Get a $10 burger & drink for lunch? Maybe $2 actually pays for the ingredients. Another $2 goes to pay the minimum wage workers who prepare and serve your meal, or maybe $4 if you are eating at a tipping establishment. A couple dollars is profit for the owner. The rest? All goes into the lease the restaurant pays.
Then look at the numbers a bit more closely. You will realize that most of that $2-$4 that goes to pay the workers ends up being spent by those works to pay their rent, wherever they live. Most of the owner's profit goes to pay for his nice house or condo.
This is true for virtually everything, even high technology. Intel might not be making money based directly on the value of it's facilities land, but to attract good employees it has to build in a certain area and pay the premiums associated. To keep those employees, it has to pay them at a level that allows them to live more than comfortably given the local cost of living, which is directly determined by the land owners and what they are willing to sell or rent land for.
Imagine a world without this leeching. When you pay for a meal, you just have to pay the actual cost of the meal, not the cost of it plus enough to pay for the ridiculously expensive land the restaurant is sitting on.

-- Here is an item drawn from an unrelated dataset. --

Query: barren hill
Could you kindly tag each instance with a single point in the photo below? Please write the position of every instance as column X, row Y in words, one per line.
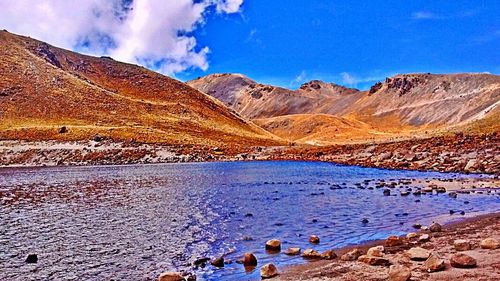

The solution? If you can't fix it, join them. Land itself has little real value. Look at the difference between New York City real estate vs something in the suburbs of Georgia. It only gains value when enough people choose to live and build in the same area. The problem is you either need an absurd amount of money to bootstrap a city (super rich developers), in which case you make a ton of money when you sell the land you bought for dollars an acre at 1000 times that. For a regular person, even though you can hypothetically buy a plot of land and build a cheap house in the middle of nowhere, it's still the middle of nowhere and there is no incentive for others to build around you.
There should be a kickstarter for towns. You can pledge $3,000, get a quarter acre to do whatever you want. $500, get a smaller plot but still plenty big to build a house and have a yard. A corporation could pledge $25,000 to build a massive office campus for all it's employees, far cheaper than paying for a city office lease. These are realistic prices, land is actually really cheap outside of major city areas. Invest X dollars in the town infrastructure, and you will get paid back through future taxes. Setup the kickstarter to require a minimum total pledge value and number of backers to guarantee the newly started town hits critical mass. Some portion of the money set aside to build initial road, utility, and sewer systems.
Create a separate kickstarter for efficient inexpensive building construction, thought this isn't as necessary.
I don't think this could really happen, probably some stupid red-tape regulations to make it impossible to start a town like this, but I think it would be awesome. There is no reason why a 1-bedroom condo should cost more than 40 acres of land, regardless of location. Not in today's modern internet connected society.